Comments about the patch on the reply to your next message.

> 1. This seems a very temporary method of accomplishing configuration for
>  TonalAnalysis... all the classes that TonalAnalysis uses are supposed
> to become composite processings, did I understand this correctly? A
> future TODO for me? Maybe I should start with this, is there something I
> won't be able to figure without the tutorial in the making? This way I
> guess I wouldn't have to write seperate reconfigure() methods where
> there soon should be official ConcreteConfigure :) (though adding simple
> reconfigure helps me to understand things better and should be easy to
> convert to ConcreteConfigure)

Yes, it is a future TODO. But by now, we are saving some cycles by not doing 
the way CLAM does.

> 2. Maybe this is a silly or even annoying question (sorry :( ), but are
> there any rules in naming convetions I should obey? The page on the wiki
> about this is deprecated and anyway it seems to me the Tonal code at
> least doesn't stick to it anyway... Can I try to clean up the code a bit
> and make it obey the conventions more? Ie. the member variables are
> often called _foo - this should be mFoo, am I wrong? or sometimes
> they're simply called foo, which gets hard when I need to write:
>
> void func(ifoo)
> {
> 	foo = ifoo;
> }
>
> instead of, as it seemed to me most of the code did:
>
> void func(foo)
> {
> 	_foo = foo;
> or even
> 	mFoo = foo;
> }
>
> I'm very sorry for bringing this up... but it would really be easier to
> undertand things for me if I could use one naming convention...

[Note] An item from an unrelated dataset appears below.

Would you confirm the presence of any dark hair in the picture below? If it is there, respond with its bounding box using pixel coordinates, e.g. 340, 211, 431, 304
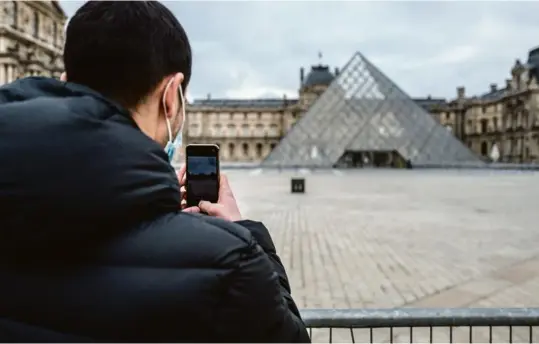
64, 1, 192, 108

A larger guide will appear in short on the wiki. Just a rule of thumb until 
then: keep the naming convention on the file you are editing.

> Also cosmetic changes - I changed the long list of declarations of
> members of ChordExtractor so that each name is nicely aligned. Can I
> continue making changes like this, or are there reasons things are as
> they are now?

I prefer not doing so, because it makes harder to change the declarations. For 
example a search and replace won't keep the alignment. But i don't really 
mind if you do.

> Also - could I add more comments...? Somehow I feel at a loss even in my
> own code if I don't have the comments... they usually help me get around
> the source faster (I've no idea why, actually :/ ) ...but I guess it
> might be annoying for some to see comments taking the code's space?

We have also another rule of thumb (by Fowler): If you need comments to 
understand the code, the problem is not the lack of comments, it's about the 
code. Normally you can substitute a comment by a variable renaming or by a 
method extraction.

// This variable holds that
double p=0.5;
by
double that=0.5

// This code does that
for (unsigned i=0;....
by
void DoThat(parameters by (const?) reference)
{
	for (unsigned i=0;....
}


> 3. This question should've been first probably. I don't know how to make
> it possible to set the config variables in the NetworkEditor to values
> lower then 0.01. Example:
> I put constantQKernelThreshold as a configuration variable, normally
> it's default value is 0.0054, but NetworkEditor shows it as 0.01 anyway
> and I can't make it lower then that.
> Am I missing something obvious? Where can I change this?


This is a current limitation on the widget we are using. We have no clue on 
the needed precision for a given parameter. Let's be practical, do we really 
want the user to modify that parameter, I think we are exporting too much 
detail. If it gives us problems, it can just be an inner constant.